Seth Abramson describes it as…uh, “a postmodern metaphysical praxis that is dialectical, self-admittedly neo-Marxist, non-exclusive — cooperative with other critical lenses — and ONLY TAUGHT IN GRADUATE SCHOOL.”

But while we’re busy arguing about what is or is not technically a part of this ever-evolving field, actual racism, primarily targeted at children, is being overlooked.

While debate rages over whether CRT’s emphasis on anecdote…excuse me, lived experience is intellectually bankrupt, ninth-graders are being made to feel, and I quote, “like worthless scum, undeserving of living” because of the colour of their skin. Meanwhile, the teachers who try to protect them are being forced to resign.

While we wax lyrical about intersectionality’s singular focus on victimhood being corrosive to the mentality of black children, elementary school kids are being taught to rank themselves in terms of their “power and privilege”. And the teachers who are supposed to be protecting them are segregating them by race (for anybody taking notes, this is illegal under Title IV of the Civil Rights Act of 1964).

While we bicker about whether an ideology of “race consciousness” is antithetical to the goal of ending racism, teachers are talking about race in such toxic, divisive and bluntly racist terms, that states have had to resort to legislative means to protect children from ideas that can be found in a Hitler Youth syllabus.

And worst of all, none of this is necessary to talk honestly about race. From the Atlantic slave trade to the Fourteenth Amendment. Segregation to miscegenation. Jim Crow laws to sundown towns. Brown vs Board to the Little Rock Nine. Children can (and should) learn all of this without learning that “one race is inherently superior to another” or that they’re “responsible for actions committed in the past by members of the same race”.

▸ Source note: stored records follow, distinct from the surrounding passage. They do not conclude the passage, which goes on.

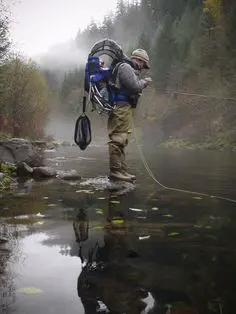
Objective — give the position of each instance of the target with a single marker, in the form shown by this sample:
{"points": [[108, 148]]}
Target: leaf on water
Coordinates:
{"points": [[144, 238], [85, 191], [39, 223], [99, 211], [30, 290], [97, 227], [118, 221], [136, 209], [173, 234], [40, 215]]}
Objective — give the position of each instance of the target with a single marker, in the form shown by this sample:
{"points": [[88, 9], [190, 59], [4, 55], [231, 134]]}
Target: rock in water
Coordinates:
{"points": [[44, 172], [16, 150], [71, 175], [23, 170]]}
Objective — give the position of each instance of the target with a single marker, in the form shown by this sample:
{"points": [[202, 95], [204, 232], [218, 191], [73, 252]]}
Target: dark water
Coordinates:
{"points": [[90, 247]]}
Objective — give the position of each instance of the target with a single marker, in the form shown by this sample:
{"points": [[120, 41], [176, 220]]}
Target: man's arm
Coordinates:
{"points": [[129, 79]]}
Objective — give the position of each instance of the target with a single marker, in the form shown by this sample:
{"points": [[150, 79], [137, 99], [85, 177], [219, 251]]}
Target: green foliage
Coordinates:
{"points": [[24, 100], [4, 33]]}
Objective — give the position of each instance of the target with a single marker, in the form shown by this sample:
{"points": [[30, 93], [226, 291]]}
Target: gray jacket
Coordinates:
{"points": [[127, 78]]}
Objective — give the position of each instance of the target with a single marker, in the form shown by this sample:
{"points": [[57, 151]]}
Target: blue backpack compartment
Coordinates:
{"points": [[92, 68], [95, 75]]}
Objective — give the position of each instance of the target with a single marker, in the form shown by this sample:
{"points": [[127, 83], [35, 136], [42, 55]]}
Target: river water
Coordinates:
{"points": [[92, 247]]}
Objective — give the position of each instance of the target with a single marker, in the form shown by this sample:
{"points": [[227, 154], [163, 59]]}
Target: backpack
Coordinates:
{"points": [[99, 81]]}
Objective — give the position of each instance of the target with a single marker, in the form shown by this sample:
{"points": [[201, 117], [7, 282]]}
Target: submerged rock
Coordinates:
{"points": [[68, 175], [16, 150], [44, 172]]}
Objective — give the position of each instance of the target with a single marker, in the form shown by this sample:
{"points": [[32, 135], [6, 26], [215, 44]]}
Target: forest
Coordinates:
{"points": [[192, 47]]}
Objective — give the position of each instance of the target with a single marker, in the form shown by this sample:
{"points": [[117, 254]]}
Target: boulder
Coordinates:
{"points": [[39, 144], [44, 172], [16, 150], [66, 144], [71, 175]]}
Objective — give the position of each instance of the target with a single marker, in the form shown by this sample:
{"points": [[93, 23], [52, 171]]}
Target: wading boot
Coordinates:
{"points": [[118, 175], [132, 176]]}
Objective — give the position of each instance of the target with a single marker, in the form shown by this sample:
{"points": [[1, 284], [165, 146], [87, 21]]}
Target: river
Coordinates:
{"points": [[90, 247]]}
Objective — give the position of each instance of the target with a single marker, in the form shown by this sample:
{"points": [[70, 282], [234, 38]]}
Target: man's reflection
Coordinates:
{"points": [[109, 280], [112, 280]]}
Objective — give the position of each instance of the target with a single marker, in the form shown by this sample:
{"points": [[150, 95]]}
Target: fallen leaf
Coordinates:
{"points": [[168, 215], [173, 234], [144, 238], [98, 227], [40, 215], [136, 209], [30, 290], [99, 211], [118, 221], [85, 191]]}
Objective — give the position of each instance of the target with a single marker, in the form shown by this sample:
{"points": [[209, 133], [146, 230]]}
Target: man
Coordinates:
{"points": [[129, 87]]}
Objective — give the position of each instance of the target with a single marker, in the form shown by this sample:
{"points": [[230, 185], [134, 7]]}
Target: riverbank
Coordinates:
{"points": [[217, 145]]}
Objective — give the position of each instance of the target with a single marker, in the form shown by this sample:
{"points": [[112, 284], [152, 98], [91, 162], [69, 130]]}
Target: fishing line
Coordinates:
{"points": [[154, 178]]}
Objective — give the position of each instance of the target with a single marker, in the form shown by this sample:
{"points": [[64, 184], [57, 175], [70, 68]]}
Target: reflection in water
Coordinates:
{"points": [[10, 253], [113, 280]]}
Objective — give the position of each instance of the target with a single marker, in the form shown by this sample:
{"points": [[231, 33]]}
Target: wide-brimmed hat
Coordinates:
{"points": [[141, 54]]}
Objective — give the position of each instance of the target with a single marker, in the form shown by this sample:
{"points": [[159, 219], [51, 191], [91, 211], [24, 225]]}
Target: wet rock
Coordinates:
{"points": [[39, 144], [44, 172], [16, 150], [3, 240], [71, 175], [66, 144], [23, 170]]}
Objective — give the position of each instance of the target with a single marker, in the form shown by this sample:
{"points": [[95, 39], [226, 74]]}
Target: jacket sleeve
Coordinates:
{"points": [[129, 79]]}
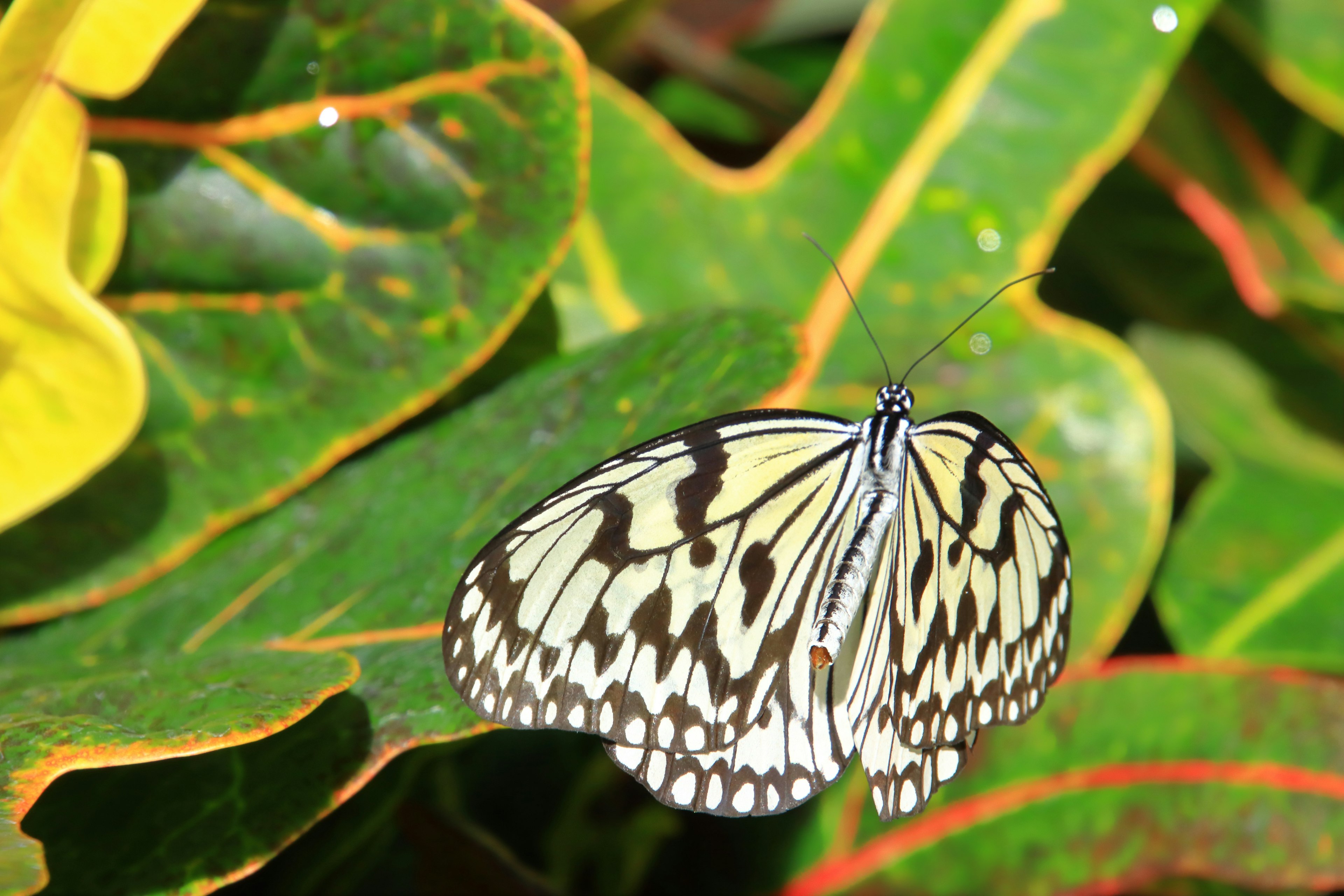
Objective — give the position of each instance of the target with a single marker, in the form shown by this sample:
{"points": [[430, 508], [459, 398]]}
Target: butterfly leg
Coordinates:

The goal is to root out racism, not to teach racism. If you’re struggling to see the difference, consider the possibility that you’re the “real racist”.

Correction: An earlier version of this article stated that Texas’ bill actively requires teaching “the history of white supremacy, including but not limited to the institution of slavery, the eugenics movement, and the Ku Klux Klan, and the ways in which it is morally wrong.”

This section was removed in a later version of the bill that’s currently awaiting consideration by the House. Thanks Joe Duncan.

Update: The plot thickens! Apparently many of these elements were removed from the updated bill because they’re already required by the Texas Education code and therefore redundant. Still no requirement to teach that they were morally wrong though. Thanks I am Jim.